Заработавшись однажды допоздна в печатной мастерской, я услышал, как что-то упало у задней двери. Предыдущий владелец, да упокоится он с миром, проделал в двери прорезь, чтобы купцы могли оставлять заказы, когда лавка была закрыта.
Хотя у меня не было намерения заниматься заказами, я всё-таки подошёл посмотреть и обнаружил на полу пакет. Я развернул его и увидел внутри сборник написанных от руки стихов и записку.
Сеньор печатник!
Ваш предшественник иногда печатал и продавал мои сочинения, а выручку направлял на угощение бедняков в дни церковных праздников.
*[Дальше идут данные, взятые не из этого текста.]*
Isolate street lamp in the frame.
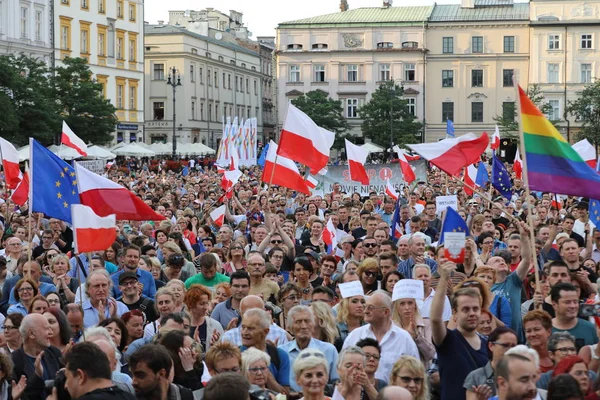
[167,67,181,160]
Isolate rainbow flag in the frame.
[519,86,600,199]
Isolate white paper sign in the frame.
[435,195,458,215]
[392,279,425,301]
[338,281,365,299]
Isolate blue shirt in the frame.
[279,338,340,393]
[110,268,156,299]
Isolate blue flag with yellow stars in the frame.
[492,156,512,200]
[438,207,469,245]
[29,139,79,223]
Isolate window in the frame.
[290,65,300,82]
[442,37,454,54]
[379,64,391,81]
[581,63,592,83]
[471,69,483,87]
[548,35,560,50]
[315,64,325,82]
[471,101,483,122]
[502,69,515,87]
[442,69,454,87]
[442,101,454,122]
[548,63,559,83]
[154,64,165,81]
[152,101,165,120]
[471,36,483,53]
[346,64,358,82]
[346,99,358,118]
[404,63,416,82]
[504,36,515,53]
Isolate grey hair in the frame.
[292,348,329,379]
[242,347,271,374]
[244,308,271,329]
[548,332,575,351]
[504,344,540,369]
[337,346,367,368]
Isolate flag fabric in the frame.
[277,103,335,173]
[344,139,369,185]
[29,138,80,223]
[407,132,490,176]
[573,139,598,169]
[438,207,469,245]
[75,162,165,221]
[0,138,23,189]
[60,121,87,157]
[71,204,117,253]
[492,155,512,200]
[446,119,456,137]
[262,140,310,194]
[519,87,600,199]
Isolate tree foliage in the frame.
[568,80,600,149]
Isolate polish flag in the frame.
[385,179,398,203]
[0,138,23,189]
[393,146,421,184]
[407,132,490,176]
[277,103,335,173]
[344,139,369,185]
[75,163,165,221]
[262,141,310,194]
[71,204,117,253]
[490,125,500,151]
[210,204,225,226]
[513,147,523,179]
[573,139,597,169]
[60,121,87,157]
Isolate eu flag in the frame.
[29,139,79,223]
[438,207,469,245]
[492,155,512,200]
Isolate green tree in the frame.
[292,90,350,148]
[52,58,119,144]
[567,80,600,150]
[493,83,560,142]
[359,80,423,148]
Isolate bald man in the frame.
[221,294,292,347]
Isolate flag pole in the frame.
[513,79,542,293]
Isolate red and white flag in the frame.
[71,204,117,253]
[0,138,23,189]
[393,146,414,184]
[210,204,225,226]
[573,139,597,169]
[344,139,369,185]
[262,141,310,194]
[75,163,165,221]
[407,132,490,176]
[513,147,523,179]
[490,125,500,151]
[60,121,87,157]
[278,103,335,173]
[385,179,398,203]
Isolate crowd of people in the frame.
[0,160,600,400]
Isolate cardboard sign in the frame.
[444,232,466,264]
[435,195,458,215]
[338,281,365,299]
[392,279,425,301]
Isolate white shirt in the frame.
[342,323,419,382]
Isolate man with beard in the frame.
[129,344,194,400]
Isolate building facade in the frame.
[0,0,53,65]
[144,24,263,149]
[276,4,433,141]
[53,0,144,144]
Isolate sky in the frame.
[144,0,460,38]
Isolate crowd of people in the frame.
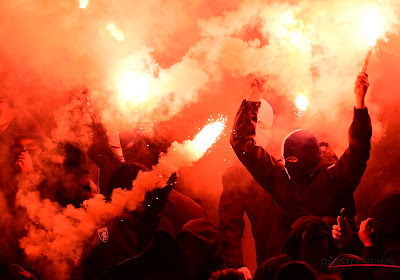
[0,72,400,280]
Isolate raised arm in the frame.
[337,72,372,192]
[230,76,279,195]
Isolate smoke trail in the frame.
[17,118,225,279]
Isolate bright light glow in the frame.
[360,4,386,47]
[192,118,226,157]
[296,94,308,111]
[79,0,89,9]
[117,70,151,106]
[106,23,124,42]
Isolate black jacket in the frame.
[230,100,372,222]
[218,161,290,268]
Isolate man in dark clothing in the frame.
[254,216,336,280]
[358,192,400,280]
[80,163,219,279]
[218,99,290,276]
[230,73,372,225]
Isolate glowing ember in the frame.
[296,94,308,111]
[192,118,226,155]
[117,70,151,106]
[106,23,124,42]
[79,0,89,9]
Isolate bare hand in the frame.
[332,216,353,248]
[354,72,369,109]
[15,151,33,174]
[238,266,253,280]
[358,218,374,247]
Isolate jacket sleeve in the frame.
[335,108,372,193]
[230,100,283,198]
[218,176,244,268]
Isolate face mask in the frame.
[283,129,321,182]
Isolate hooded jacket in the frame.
[218,161,290,268]
[230,100,372,225]
[254,216,336,280]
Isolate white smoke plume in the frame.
[16,118,225,280]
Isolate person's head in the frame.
[282,129,321,182]
[284,216,332,269]
[275,261,318,280]
[255,99,274,147]
[39,142,93,207]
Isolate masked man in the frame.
[230,73,372,232]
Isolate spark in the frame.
[192,117,226,157]
[79,0,89,9]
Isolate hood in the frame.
[283,215,331,260]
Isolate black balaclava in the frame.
[282,129,321,183]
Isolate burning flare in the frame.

Если Вы не против поступать так же, распоряжайтесь этими стихами по своему усмотрению.
Одинокий Поэт
Записка была написана изящным почерком, как и стихи, которые, надо признаться, тронули моё сердце — и, по правде сказать, мой реnе. Я с удовольствием перечитывал их снова и снова. Я бы не назвал эти стихи deshonestos, ибо этим словом в моём понимании следовало именовать книги, где описывалось совокупление с животными и тому подобная мерзость. Однако, хотя стихи, попавшие ко мне сквозь прорезь в задней двери, и не носили столь скандального характера, они всё равно относились к категории запретных творений, поскольку в них откровенно описывались вся сила и страсть отношений между мужчиной и женщиной и воспевалась подлинная чувственность, а не та принятая на Аламеде игра в любовь, когда женщины, изображая безумную любовь, при этом тщательно подсчитывают каждый песо в вашем кошельке и учитывают каждую ветвь родословного древа кавалера.
Несколько человек уже спрашивали меня о стихотворениях этого Одинокого Поэта, настоящее имя которого не знал никто. Для виду я давал обещания непременно приобрести эти стихи, хотя выполнить их не имел ни возможности, ни намерения. И вот пожалуйста, эти стихи у меня. И на них у меня уже есть покупатели, пусть даже поклонников подлинной страсти и поэзии гораздо меньше, чем тяготеющих к извращениям. И хотя я сомневался, что заработаю на этих стихах достаточно денег, чтобы накормить в праздник хоть одного голодного lépero, мне приятно было сознавать, что я издаю настоящую литературу.